Other paddocks have been sown out without any grass (red and white clover, plus plantain), a standard six-species mix (perennial ryegrass, timothy, red and white clover, plantain and chicory) and an 18-species mix that includes a number of annual plants.
“The 18-species sward was absolutely alive with insects last July. I had never seen anything like it before. There is no added advantage from a production point of view, but there is an advantage in biodiversity,” suggested Paul.
He said that chicory tends to be significantly less persistent than plantain, while white clover will outlast red clover.
“My advice to any farmer is to try a six-species sward. If you tramp it or make mistakes and it dies out, you are still left with an excellent sward of grass and clover,” said Paul.
Cost of the MSS mix is generally around 15% to 20% more than a standard bag of grass seed.
Paul and Frank Turley have 100 wagyu-cross calves split into two groups, one of which is exclusively grazing across MSS, with the other on grass only swards. Both grazing areas are stocked at 500kg liveweight per acre.

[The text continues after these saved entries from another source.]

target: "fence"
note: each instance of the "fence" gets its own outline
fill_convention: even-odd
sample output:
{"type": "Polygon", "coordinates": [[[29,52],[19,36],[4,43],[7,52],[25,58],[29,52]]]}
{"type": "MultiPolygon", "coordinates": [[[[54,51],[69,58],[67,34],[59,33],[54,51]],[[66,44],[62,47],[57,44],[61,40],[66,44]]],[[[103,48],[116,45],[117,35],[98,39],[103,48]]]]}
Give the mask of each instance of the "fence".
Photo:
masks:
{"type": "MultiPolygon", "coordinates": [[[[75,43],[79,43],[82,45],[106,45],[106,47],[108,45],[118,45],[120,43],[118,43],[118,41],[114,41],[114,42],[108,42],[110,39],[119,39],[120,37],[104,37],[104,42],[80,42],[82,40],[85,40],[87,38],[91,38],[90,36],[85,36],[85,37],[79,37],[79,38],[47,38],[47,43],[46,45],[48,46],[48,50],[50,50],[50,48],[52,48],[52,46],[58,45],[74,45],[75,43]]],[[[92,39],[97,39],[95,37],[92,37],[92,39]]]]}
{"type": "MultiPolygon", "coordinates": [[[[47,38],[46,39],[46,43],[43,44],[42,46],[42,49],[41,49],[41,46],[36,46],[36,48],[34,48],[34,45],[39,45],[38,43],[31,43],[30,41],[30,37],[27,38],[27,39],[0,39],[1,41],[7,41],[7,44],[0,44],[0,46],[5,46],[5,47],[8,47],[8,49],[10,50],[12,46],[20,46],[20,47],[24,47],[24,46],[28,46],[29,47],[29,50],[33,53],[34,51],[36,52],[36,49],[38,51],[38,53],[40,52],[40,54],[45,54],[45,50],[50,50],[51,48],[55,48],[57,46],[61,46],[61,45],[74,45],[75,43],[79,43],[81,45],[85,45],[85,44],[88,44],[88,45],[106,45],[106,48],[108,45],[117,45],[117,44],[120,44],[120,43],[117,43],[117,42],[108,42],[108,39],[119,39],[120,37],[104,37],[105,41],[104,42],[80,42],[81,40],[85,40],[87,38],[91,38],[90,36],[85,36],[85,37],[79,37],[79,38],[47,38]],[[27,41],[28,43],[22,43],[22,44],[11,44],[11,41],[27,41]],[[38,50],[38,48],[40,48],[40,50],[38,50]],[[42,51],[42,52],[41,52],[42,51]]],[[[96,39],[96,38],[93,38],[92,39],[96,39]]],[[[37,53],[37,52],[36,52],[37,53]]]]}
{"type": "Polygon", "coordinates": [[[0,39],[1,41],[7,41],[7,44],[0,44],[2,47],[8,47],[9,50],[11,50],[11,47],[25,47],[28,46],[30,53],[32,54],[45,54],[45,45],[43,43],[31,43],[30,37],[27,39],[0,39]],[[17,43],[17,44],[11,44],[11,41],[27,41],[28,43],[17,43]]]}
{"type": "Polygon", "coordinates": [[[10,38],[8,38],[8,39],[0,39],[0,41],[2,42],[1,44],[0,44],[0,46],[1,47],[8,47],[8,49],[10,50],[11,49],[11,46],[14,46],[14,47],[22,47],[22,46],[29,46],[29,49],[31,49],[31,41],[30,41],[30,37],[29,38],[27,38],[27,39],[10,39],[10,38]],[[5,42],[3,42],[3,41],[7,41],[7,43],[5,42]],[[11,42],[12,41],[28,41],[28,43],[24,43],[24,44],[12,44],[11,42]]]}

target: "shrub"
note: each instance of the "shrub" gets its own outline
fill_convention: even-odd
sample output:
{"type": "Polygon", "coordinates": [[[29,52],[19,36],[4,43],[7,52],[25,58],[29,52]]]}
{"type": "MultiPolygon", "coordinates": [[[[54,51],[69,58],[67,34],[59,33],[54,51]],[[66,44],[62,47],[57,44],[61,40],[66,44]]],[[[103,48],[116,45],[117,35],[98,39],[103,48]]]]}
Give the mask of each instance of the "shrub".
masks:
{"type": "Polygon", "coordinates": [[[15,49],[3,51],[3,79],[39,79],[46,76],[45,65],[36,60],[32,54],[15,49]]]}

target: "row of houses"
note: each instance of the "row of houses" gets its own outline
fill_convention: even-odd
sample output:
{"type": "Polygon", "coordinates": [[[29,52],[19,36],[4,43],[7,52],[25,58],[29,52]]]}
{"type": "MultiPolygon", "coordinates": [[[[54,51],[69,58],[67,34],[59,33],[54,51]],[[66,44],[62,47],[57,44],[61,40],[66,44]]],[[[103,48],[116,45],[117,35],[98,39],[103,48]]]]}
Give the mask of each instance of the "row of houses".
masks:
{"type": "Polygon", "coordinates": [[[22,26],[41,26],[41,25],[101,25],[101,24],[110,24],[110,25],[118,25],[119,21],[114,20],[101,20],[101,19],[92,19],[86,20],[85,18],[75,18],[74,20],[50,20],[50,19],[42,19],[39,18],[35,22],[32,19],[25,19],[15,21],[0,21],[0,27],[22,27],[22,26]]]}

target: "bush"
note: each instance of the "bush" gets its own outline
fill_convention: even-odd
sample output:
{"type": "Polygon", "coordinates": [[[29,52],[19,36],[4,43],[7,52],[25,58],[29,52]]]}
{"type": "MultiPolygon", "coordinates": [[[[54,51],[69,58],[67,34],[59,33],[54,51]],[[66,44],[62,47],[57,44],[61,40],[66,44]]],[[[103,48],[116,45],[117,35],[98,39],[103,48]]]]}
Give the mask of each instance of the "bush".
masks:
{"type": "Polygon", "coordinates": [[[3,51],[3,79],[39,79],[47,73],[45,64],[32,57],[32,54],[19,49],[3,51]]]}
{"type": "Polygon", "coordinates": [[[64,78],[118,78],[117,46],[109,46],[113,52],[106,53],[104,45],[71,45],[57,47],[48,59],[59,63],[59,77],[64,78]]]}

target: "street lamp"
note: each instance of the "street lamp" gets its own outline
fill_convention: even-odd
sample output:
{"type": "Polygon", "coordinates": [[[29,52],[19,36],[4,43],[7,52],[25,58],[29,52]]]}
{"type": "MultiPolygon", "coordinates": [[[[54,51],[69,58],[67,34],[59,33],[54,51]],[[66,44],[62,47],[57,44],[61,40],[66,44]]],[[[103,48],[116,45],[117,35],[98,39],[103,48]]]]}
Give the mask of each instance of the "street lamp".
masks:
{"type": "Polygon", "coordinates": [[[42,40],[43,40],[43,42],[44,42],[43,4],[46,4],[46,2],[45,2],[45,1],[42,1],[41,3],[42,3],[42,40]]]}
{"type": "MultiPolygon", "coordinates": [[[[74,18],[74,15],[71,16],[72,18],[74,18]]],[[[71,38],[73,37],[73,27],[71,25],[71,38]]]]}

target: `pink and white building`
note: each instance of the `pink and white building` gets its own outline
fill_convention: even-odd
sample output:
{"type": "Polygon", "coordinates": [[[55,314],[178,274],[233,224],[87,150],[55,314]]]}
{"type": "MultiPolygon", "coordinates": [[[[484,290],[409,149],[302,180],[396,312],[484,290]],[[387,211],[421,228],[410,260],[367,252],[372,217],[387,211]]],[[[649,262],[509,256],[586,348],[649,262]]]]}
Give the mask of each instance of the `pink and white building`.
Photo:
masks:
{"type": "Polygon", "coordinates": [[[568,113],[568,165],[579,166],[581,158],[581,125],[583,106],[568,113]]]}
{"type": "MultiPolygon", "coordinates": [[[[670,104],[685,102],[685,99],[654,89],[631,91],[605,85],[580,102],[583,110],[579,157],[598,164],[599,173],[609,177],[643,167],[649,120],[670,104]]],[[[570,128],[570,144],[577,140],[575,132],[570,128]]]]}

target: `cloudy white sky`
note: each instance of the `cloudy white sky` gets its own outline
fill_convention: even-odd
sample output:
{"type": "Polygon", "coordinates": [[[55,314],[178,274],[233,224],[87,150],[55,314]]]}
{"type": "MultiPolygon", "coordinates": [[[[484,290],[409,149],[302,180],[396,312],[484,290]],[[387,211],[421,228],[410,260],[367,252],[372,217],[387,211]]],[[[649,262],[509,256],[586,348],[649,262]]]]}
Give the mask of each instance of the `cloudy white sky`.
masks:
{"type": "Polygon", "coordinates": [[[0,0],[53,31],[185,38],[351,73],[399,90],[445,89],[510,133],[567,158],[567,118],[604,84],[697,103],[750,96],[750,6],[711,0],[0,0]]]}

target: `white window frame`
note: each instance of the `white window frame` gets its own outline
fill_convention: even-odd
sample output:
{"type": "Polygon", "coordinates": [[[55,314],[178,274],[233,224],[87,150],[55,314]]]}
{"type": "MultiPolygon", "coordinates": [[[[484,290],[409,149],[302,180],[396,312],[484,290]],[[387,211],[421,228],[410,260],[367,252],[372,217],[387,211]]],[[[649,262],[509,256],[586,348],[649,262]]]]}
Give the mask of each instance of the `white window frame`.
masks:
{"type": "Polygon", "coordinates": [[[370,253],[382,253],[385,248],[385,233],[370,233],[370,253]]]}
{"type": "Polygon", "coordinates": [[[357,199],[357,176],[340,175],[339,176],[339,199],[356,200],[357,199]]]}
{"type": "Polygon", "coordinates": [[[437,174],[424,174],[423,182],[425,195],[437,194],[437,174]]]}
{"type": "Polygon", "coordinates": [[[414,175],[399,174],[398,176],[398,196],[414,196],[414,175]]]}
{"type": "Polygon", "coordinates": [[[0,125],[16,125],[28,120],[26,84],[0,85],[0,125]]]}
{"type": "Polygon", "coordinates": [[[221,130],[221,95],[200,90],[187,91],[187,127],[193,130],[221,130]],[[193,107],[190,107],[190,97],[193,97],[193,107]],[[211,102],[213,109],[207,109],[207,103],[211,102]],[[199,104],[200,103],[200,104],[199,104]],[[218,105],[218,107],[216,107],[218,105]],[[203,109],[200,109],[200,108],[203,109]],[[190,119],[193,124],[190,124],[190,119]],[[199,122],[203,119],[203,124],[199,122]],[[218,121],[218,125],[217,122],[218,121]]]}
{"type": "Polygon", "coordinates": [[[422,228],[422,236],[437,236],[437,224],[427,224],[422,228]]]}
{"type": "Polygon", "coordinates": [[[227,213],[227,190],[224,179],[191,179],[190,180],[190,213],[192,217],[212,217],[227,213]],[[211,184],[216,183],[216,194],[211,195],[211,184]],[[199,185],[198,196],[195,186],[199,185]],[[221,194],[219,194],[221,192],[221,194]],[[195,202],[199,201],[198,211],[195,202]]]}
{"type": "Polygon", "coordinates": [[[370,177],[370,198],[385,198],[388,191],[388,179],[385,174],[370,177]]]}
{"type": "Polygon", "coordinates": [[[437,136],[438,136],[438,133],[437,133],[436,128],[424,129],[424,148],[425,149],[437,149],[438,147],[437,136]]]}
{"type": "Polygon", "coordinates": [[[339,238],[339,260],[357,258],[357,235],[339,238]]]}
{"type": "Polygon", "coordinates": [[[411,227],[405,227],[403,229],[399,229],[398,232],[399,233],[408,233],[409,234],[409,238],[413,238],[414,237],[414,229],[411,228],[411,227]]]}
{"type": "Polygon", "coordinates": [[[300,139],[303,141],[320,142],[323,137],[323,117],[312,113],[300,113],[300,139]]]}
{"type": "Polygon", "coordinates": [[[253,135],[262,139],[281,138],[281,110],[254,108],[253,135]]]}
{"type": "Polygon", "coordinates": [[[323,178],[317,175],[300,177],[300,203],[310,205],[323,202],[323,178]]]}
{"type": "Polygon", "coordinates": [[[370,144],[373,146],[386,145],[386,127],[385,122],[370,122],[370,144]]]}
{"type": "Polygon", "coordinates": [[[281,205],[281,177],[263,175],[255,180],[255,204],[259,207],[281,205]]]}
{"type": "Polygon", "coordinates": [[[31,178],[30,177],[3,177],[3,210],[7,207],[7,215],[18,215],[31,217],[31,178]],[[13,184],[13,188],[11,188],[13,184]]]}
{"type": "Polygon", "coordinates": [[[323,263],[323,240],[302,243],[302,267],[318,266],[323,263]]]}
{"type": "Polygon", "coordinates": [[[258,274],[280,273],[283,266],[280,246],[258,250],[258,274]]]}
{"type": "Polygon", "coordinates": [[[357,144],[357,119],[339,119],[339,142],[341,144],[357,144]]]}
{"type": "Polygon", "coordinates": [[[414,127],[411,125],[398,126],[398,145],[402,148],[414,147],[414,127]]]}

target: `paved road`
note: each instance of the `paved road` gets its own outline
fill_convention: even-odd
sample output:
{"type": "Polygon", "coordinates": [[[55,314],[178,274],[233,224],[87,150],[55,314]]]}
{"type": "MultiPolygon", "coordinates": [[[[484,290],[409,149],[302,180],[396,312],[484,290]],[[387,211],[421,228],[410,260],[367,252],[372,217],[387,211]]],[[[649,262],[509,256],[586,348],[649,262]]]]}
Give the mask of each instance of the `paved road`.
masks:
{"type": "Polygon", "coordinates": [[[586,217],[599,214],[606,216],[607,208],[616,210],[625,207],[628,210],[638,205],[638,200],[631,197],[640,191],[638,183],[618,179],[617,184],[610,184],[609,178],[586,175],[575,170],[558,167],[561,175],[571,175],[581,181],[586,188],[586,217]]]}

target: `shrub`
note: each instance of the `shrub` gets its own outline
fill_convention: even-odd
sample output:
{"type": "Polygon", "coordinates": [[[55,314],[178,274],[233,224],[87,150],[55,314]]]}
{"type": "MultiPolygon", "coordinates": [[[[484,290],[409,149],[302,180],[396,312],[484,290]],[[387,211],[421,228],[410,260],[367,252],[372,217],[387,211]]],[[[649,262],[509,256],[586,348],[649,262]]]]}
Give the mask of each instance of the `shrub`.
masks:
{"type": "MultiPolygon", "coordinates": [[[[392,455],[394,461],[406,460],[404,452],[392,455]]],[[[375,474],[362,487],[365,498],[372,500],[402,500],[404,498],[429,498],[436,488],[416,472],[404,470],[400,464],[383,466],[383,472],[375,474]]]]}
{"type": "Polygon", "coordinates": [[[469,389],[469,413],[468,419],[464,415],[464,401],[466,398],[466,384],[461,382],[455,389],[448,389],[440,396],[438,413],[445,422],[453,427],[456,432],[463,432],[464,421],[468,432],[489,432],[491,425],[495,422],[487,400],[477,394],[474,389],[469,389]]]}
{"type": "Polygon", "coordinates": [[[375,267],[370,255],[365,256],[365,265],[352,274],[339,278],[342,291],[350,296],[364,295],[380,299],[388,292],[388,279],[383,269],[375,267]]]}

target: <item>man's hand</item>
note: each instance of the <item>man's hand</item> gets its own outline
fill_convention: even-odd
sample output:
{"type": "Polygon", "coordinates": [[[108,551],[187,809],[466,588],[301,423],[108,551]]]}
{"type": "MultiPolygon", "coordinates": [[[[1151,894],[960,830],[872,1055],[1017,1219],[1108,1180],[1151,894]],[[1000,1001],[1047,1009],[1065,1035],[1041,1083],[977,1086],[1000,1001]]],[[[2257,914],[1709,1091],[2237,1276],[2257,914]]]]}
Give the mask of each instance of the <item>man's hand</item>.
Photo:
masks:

From 21 March to 31 May 2022, the group on the MSS have gained 0.71kg/day, with the grass-only group at 0.82kg/day, a 15% difference.
“The cattle on the MSS have underperformed,” said Paul, although he believes the main issue is they have been forcing cattle to clean out paddocks. “That was a mistake and we are now moving them quicker. Our expectation is that performance will catch up,” he added.
Among the other reported benefits of MSS is their anthelmintic properties, meaning lower worm burdens in grazing livestock. As the year progresses, this may help support higher weight gains on MSS.
It is worth noting that the growth of perennial ryegrass tends to dip during the summer, while clover and herbs are likely to remain relatively steady.
But one main difference when grazing MSS is the need for a 30-day rotation, rather than a 21-day rotation with grass.
“The MSS sits to 20 days, and then does a lot to 30 days,” said Paul.
Red clover silage a ‘no-brainer’
In addition to the MSS, the Turleys also grow a red clover grass mix without any N fertiliser, and have established a further 17 acres in 2022.
“To me it’s a bit of a no-brainer. Why not move to red clover silage? The big incentive is zero N,” said AFBI researcher Dr David Patterson.
He maintained that the clover should last two to four years, and deliver good yields, along with 1% to 2% higher protein content than conventional grass silage.
But he accepted that the crop “is not faultless”, and as the clover has an elevated growing point it cannot be cut too close to the ground, and is susceptible to traffic.
His advice is that July and into early August is the ideal time to establish a sward. It should receive “one sharp grazing” before closing up for the winter.
MSS for silage
It is also possible to ensile a MSS for silage, but as herbs and legumes tend to hold more moisture than grass, a 48-hour wilt may be necessary.